According to the department, “Some information may not be available at this time. Either it is unknown or it may jeopardize the integrity of the investigation.”
There was recurrent media and social media speculation that the killings were gang-affiliated or foreign drug cartel-related, but investigators offered no confirmation of that.
In 2021 and 2022, the San Bernardino County Sheriff’s Department engaged in an extended effort, dubbed Operation Hammerstrike, to find and eliminate unlicensed marijuana farms located throughout the county, most of them in the Mojave Desert. A significant percentage of the more than 1,200 outdoor cultivation facilities that were raided featured perpetrators who were foreigners both legal and illegal, that is documented and undocumented, primarily from Mexico and China. According to the sheriff’s department, at least some of those had cartel connections.

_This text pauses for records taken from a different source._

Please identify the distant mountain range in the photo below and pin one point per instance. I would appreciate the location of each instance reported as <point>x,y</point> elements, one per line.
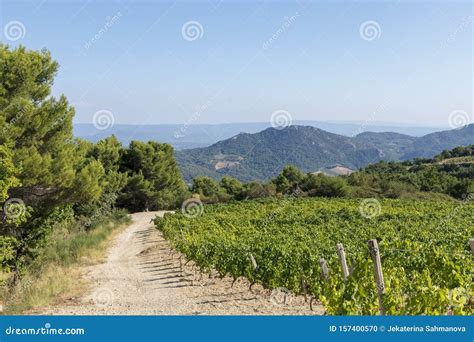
<point>186,136</point>
<point>262,155</point>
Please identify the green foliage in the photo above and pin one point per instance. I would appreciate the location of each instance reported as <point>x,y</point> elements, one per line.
<point>425,255</point>
<point>289,179</point>
<point>7,173</point>
<point>155,181</point>
<point>232,186</point>
<point>451,173</point>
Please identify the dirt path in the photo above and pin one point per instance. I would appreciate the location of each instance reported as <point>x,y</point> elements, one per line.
<point>142,277</point>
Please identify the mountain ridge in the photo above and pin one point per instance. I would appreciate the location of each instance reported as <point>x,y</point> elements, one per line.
<point>259,156</point>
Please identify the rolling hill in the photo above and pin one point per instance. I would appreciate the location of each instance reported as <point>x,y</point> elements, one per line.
<point>262,155</point>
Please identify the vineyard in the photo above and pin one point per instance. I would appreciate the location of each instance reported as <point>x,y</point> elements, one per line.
<point>424,250</point>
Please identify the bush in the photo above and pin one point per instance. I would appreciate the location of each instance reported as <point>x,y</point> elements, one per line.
<point>325,186</point>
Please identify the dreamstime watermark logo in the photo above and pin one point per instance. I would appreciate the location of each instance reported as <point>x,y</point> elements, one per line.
<point>370,208</point>
<point>103,119</point>
<point>109,22</point>
<point>182,130</point>
<point>288,21</point>
<point>281,119</point>
<point>14,208</point>
<point>192,30</point>
<point>458,119</point>
<point>14,30</point>
<point>103,297</point>
<point>280,296</point>
<point>192,207</point>
<point>370,30</point>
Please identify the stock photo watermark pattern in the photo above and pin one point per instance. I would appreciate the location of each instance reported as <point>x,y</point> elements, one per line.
<point>192,207</point>
<point>370,208</point>
<point>370,30</point>
<point>103,119</point>
<point>14,30</point>
<point>14,208</point>
<point>281,119</point>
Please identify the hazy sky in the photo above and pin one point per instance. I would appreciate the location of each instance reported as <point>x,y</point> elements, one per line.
<point>240,61</point>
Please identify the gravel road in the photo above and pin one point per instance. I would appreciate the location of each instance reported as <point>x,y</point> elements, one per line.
<point>142,276</point>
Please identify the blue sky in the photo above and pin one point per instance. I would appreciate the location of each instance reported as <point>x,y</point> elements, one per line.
<point>254,58</point>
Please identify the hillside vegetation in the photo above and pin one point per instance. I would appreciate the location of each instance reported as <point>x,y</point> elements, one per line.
<point>54,186</point>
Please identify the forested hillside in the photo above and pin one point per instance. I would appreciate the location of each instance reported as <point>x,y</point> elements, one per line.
<point>262,155</point>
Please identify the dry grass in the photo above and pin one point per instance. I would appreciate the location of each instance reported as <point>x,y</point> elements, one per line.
<point>57,274</point>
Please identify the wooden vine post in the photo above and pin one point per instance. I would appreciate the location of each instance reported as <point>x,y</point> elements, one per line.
<point>342,259</point>
<point>375,253</point>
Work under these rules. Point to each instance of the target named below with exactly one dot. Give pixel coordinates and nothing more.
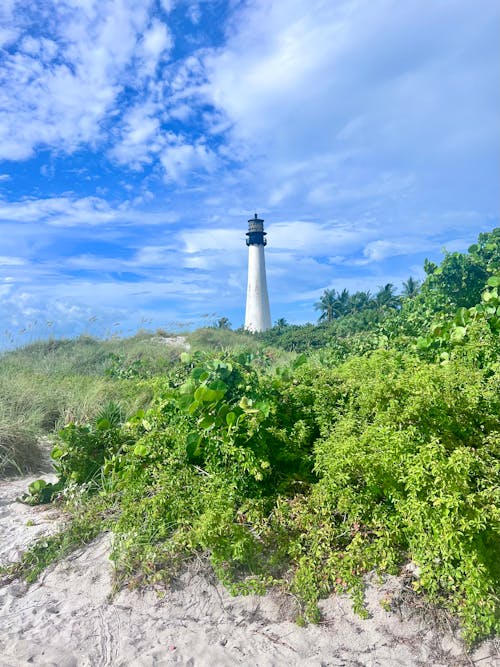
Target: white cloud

Some social media chatter featured conjecture that the victims might have happened upon one such operation, leading to their unfortunate fate. There was no indication from the sheriff’s department, however, that any marijuana farms had been located in the area recently. The marijuana growing cycle, when using natural sunlight, normally does not begin until February at the earliest, with the germination of unplanted seeds taking place in January.
The sheriff’s department went so far as to withhold whether the deaths were in fact caused by gunfire.
There was, nonetheless, strong indication that a shootout utilizing massive firepower had taken place. The Blazer had been riddled with bullet holes, with at least two bullet holes in the driver’s side front window. Both a driver’s side passenger compartment window and the rear window were blown out entirely, photographs of the vehicle taken early in the day on January 24 show. Late on January 24, possibly because of evidence processing that took place that afternoon, the driver’s side front window, which initially had bullet holes but was essentially intact otherwise, was largely shattered.
It appears that the shooting that did take place occurred from different spots. In one relatively small area of no more than 70-square feet to 100-square feet – a circumscribed patch of ground of not more than ten feet by ten feet – which appeared to be roughly equidistant from either vehicle, markers on the ground corresponding to shell casings that were recovered indicated that no fewer than 34 shots were fired from that point alone. There were lesser numbers of shell casings on the ground elsewhere.
The department appealed to anyone with information about the crime to contact investigators.